En ce qui concerne la fixation du loyer, les buvettes-restaurants d’alpage du Balcon du Jura connaissent deux régimes différents. Par exemple, pour les Mont-de-Baulmes et le Mont-de-la-Mayaz, leur propriétaire, la commune de Sainte-Croix, indexe le loyer sur le chiffre d’affaires, précise le syndic Cédric Roten. Une perte de recettes déplorée en mai sera donc prise en considération au moment du règlement du loyer. À la Combaz, propriété de la commune de Bonvillars, « c’est un loyer fixe qui est perçu », précise Daniel Rappo, municipal. « Son montant est différent de celui d’un établissement en ville d’Yverdon », poursuit le municipal. Aucun abattement n’a été prévu en raison de l’ouverture un peu décalée et des restrictions liées au COVID-19, « mais nous soutiendrons le tenancier en cas de souci », assure-t-il. À la Grandsonnaz-Dessus, le loyer fixe de la buvette est déterminé par la commission d’affermage, déclare Nathalie Gigandet, municipale à Grandson, commune propriétaire de l’alpage des Grandsonnaz.
La cuisine de la Casba en travaux
« Nous ne pourrons pas ouvrir au 1er juillet comme prévu », avisent Nicole et Roger Félix, propriétaires de la Casba, contraints de réaliser divers travaux de conformité aux normes en vigueur. L’ancienne cuisine a été démontée, et il est prévu que les entreprises de sanitaire et d’électricité interviennent avant la pose du nouvel agencement de cuisine, agendée du 22 au 26 juin 2020. « Nous avons sous-estimé les postes électricité et sanitaire. Cela nous obligera à travailler provisoirement avec une cuisinière électrique "de ménage", jusqu'à ce que nous ayons fait suffisamment de chiffre d’affaires pour pouvoir investir 10'000 francs supplémentaires dans un nouveau piano et une hotte de cuisine », avise le couple. L’utilisation des éléments de cuisine existants qui leur avaient été proposés n’a pas pu se concrétiser, « notre local étant trop exigu. Tout a dû être fait sur mesure, au centimètre près », détaille Roger Félix. Le couple a opté pour des matériaux imitation chêne et vieux sapin, « qui ont été acceptés par le chimiste cantonal », relève Roger Félix. Un deuxième évier va également être installé.

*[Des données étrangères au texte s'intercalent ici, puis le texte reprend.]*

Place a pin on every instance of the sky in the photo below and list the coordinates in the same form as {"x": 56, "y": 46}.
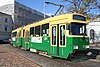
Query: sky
{"x": 39, "y": 5}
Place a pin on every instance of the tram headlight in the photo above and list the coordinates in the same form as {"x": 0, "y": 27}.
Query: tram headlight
{"x": 75, "y": 47}
{"x": 87, "y": 46}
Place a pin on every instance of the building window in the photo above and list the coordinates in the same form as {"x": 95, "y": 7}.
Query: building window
{"x": 5, "y": 28}
{"x": 6, "y": 20}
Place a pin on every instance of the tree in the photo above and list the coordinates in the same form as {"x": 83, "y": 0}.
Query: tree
{"x": 85, "y": 7}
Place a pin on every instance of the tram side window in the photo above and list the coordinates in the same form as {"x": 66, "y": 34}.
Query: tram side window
{"x": 45, "y": 29}
{"x": 37, "y": 31}
{"x": 32, "y": 31}
{"x": 19, "y": 33}
{"x": 14, "y": 34}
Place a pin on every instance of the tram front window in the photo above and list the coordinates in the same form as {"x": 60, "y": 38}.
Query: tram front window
{"x": 77, "y": 29}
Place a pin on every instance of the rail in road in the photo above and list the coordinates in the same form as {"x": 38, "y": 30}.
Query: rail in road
{"x": 49, "y": 62}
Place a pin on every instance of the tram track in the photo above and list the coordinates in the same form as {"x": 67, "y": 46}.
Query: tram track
{"x": 45, "y": 61}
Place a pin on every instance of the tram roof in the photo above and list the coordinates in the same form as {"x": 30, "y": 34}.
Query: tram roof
{"x": 48, "y": 20}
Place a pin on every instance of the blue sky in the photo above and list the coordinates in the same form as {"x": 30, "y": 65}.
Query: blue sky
{"x": 39, "y": 5}
{"x": 50, "y": 9}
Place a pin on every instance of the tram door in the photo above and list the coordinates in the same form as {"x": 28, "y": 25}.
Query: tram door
{"x": 57, "y": 39}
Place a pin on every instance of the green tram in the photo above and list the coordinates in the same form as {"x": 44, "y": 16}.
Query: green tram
{"x": 58, "y": 36}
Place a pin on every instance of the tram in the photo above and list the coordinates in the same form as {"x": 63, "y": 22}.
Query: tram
{"x": 58, "y": 36}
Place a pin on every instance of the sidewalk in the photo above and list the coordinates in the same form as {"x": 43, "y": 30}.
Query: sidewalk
{"x": 11, "y": 59}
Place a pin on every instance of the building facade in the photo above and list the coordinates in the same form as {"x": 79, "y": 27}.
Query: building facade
{"x": 21, "y": 14}
{"x": 6, "y": 25}
{"x": 93, "y": 30}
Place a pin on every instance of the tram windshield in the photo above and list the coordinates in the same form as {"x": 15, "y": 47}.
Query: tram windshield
{"x": 77, "y": 29}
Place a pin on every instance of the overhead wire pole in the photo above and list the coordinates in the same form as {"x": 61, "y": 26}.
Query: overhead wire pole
{"x": 44, "y": 9}
{"x": 61, "y": 6}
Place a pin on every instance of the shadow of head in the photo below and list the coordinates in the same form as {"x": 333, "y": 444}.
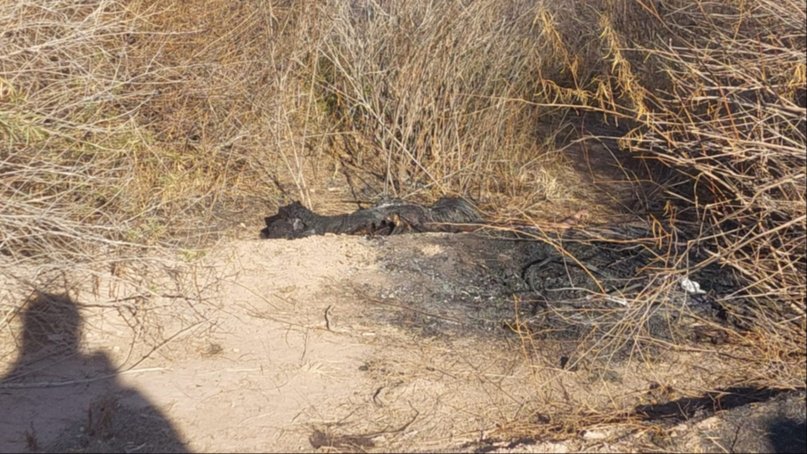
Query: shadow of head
{"x": 50, "y": 322}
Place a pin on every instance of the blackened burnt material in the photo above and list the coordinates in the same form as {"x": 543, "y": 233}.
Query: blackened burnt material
{"x": 449, "y": 214}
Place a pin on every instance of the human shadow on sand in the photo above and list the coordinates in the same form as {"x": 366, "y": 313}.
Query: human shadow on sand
{"x": 56, "y": 398}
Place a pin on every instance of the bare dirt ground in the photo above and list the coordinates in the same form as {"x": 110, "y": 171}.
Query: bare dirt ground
{"x": 324, "y": 343}
{"x": 338, "y": 343}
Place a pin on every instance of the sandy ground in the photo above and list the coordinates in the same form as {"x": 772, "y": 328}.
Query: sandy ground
{"x": 335, "y": 343}
{"x": 328, "y": 343}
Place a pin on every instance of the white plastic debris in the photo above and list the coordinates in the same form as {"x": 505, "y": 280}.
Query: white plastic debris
{"x": 691, "y": 287}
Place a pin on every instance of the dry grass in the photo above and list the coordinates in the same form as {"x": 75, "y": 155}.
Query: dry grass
{"x": 143, "y": 123}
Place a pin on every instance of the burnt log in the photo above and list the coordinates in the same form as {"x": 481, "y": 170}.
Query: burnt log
{"x": 449, "y": 214}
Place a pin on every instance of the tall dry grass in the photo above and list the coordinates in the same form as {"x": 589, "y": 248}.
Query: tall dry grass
{"x": 715, "y": 92}
{"x": 136, "y": 123}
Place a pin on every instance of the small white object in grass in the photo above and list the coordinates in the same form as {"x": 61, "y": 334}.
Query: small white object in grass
{"x": 691, "y": 287}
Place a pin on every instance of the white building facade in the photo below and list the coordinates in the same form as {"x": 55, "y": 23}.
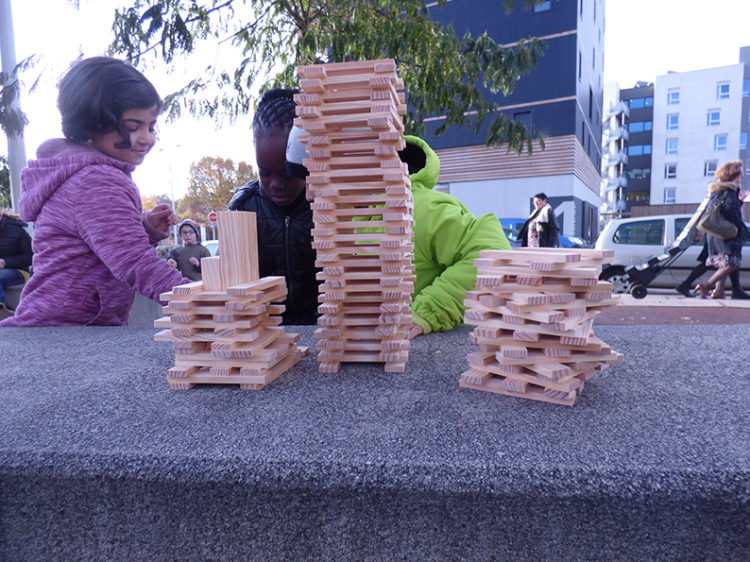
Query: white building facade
{"x": 698, "y": 125}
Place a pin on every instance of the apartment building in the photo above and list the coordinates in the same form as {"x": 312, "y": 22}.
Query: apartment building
{"x": 696, "y": 121}
{"x": 562, "y": 98}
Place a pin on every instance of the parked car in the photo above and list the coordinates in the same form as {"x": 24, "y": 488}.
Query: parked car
{"x": 636, "y": 240}
{"x": 512, "y": 226}
{"x": 212, "y": 245}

Pour mémoire, les propriétaires ont récolté 40'000 francs de dons lors d’un appel de soutien lancé via une plateforme de crowdfunding. Les travaux seront sans doute achevés pour le 1er juillet 2020, mais les tenanciers devront encore décrocher les autorisations nécessaires à la réouverture de la Casba.
Les mêmes horaires, à savoir les week-ends et les jours fériés, ainsi que les vacances scolaires, seront appliqués, « si la météo le permet », nuance le couple.